Iranian artefacts at the IoA, UCL
Welcome to this website. It has been formulated to make a collection of archaeo-metallurgical samples collected in Iran, Afghanistan and Turkey during the summer of 1968, accessible to scholars worldwide. This survey was undertaken by a team of luminaries in the fields of archaeology, geology, history and pyrotechnology, a phrase coined by the team leader Theodore Wertime. All the samples remaining from the 1968 survey have been catalogued, and their images provided on the site, alongside scans of the texutal data, including field note books, unpublished reports and letters.
As an archaeology student of Iranian descent I was struck by the lack of data on Iran when I joined the IoA in 2000. This I learnt was due to a lapse in archaeological investigations since the 1979 revolution, thankfully on the increase since 2000. This website is a small contribution to redress the imbalances in access to, and subsequently archaeological interpretations of, Iranian artefacts and sites due to increased socio-political and economic threats in and to the country.
Iran is a place with immense quantities of valuable archaeological and historical data, providing a wealthy well of culture, besides its multiple natural resources of minerals, ores, gases, and fertile soils.

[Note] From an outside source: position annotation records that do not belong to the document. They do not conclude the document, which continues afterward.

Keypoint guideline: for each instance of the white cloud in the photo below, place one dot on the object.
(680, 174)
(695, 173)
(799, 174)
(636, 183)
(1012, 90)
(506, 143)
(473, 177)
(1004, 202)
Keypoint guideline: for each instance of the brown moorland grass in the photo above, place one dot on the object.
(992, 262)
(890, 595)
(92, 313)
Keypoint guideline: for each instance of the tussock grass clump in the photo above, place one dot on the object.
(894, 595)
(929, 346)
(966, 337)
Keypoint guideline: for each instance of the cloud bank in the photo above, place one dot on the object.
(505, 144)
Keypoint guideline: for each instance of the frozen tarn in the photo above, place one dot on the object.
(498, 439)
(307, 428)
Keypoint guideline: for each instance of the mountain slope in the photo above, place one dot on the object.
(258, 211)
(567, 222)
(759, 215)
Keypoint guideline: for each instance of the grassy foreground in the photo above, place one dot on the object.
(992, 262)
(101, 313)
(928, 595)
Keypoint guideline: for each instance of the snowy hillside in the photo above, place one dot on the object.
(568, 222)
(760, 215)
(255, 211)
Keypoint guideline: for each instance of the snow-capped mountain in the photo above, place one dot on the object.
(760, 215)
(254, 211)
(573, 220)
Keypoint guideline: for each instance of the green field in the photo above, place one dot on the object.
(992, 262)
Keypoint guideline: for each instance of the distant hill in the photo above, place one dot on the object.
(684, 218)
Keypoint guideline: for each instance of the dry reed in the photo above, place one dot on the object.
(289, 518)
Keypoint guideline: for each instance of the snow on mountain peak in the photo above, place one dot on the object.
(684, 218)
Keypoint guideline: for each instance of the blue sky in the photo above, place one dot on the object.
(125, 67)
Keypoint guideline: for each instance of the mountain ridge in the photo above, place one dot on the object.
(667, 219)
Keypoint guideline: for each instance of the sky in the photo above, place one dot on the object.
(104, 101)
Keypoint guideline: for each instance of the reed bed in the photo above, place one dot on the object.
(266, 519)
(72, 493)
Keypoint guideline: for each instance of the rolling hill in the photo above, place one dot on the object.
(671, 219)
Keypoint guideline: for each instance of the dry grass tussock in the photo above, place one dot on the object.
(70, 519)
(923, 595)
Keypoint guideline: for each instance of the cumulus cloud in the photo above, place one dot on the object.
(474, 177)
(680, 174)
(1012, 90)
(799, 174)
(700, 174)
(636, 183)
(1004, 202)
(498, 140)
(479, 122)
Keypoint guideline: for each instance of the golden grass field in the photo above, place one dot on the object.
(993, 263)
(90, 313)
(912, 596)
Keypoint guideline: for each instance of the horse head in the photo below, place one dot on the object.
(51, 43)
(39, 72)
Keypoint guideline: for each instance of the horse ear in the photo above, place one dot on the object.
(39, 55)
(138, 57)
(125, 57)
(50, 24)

The Near East has seen conflicts (often imported) escalating in the last decades. Hostilities, apart from all the social, mental and physical ills they bring, heighten enormously the vulnerability of archaeological materials. Looting, lack of funds, socio-political agendas that target artefacts and sites - be it within nations, or imported as alternative ‘knowledge’ fuelling separatist movements or out right war, constitute a few of the volatile scenarios that archaeology operates in.